Network Load Balancing Services (NLBS) is a Microsoft implementation of clustering and load balancing that is intended to provide high availability and high reliability, as well as high scalability.  NLBS is intended for applications with relatively small data sets that rarely change (one example would be web pages), and do not have long-running in-memory states.  These types of applications are called stateless applications, and typically include Web, File Transfer Protocol (FTP), and virtual private networking (VPN) servers.  Every client request to a stateless application is a separate transaction, so it is possible to distribute the requests among multiple servers to balance the load. 
One attractive feature of NLBS is that all servers in a cluster monitor each other with a heartbeat signal, so there is no single point of failure. 

In its current incarnation in Windows Server 2003, NLBS does not support automatic removal of a failed server from a cluster unless the server is completely offline, or if its NLBS service is stopped.

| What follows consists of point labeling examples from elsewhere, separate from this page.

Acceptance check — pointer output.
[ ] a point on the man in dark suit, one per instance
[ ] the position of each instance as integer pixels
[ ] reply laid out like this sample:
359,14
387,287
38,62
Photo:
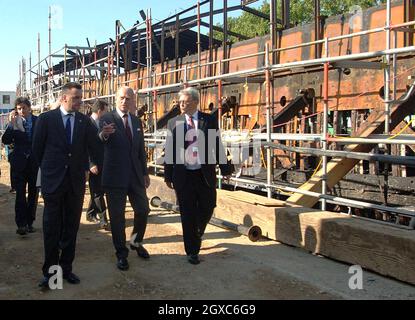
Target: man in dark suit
193,149
19,132
125,173
97,209
61,142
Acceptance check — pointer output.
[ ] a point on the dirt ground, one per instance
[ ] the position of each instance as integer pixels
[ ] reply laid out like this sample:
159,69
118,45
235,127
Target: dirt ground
232,267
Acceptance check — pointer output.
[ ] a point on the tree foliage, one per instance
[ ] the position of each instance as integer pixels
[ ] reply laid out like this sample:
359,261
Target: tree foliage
301,11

For example, if a web server is returning an error page instead of correct content, it is still perceived as "alive" by NLBS. As such, a monitoring script is typically required on every participating node, which checks the correctness of local web page delivery, and calls the nlb.exe utility to add or remove itself from the cluster as needed.

History
Windows NT Load Balancing Service (WLBS) is a feature of Windows NT that provides load balancing and clustering for applications. WLBS dynamically distributes IP traffic across multiple cluster nodes, and provides automatic failover in the event of node failure. WLBS was replaced by Network Load Balancing Services in Windows 2000.

Auto fail over is also a part in this frame.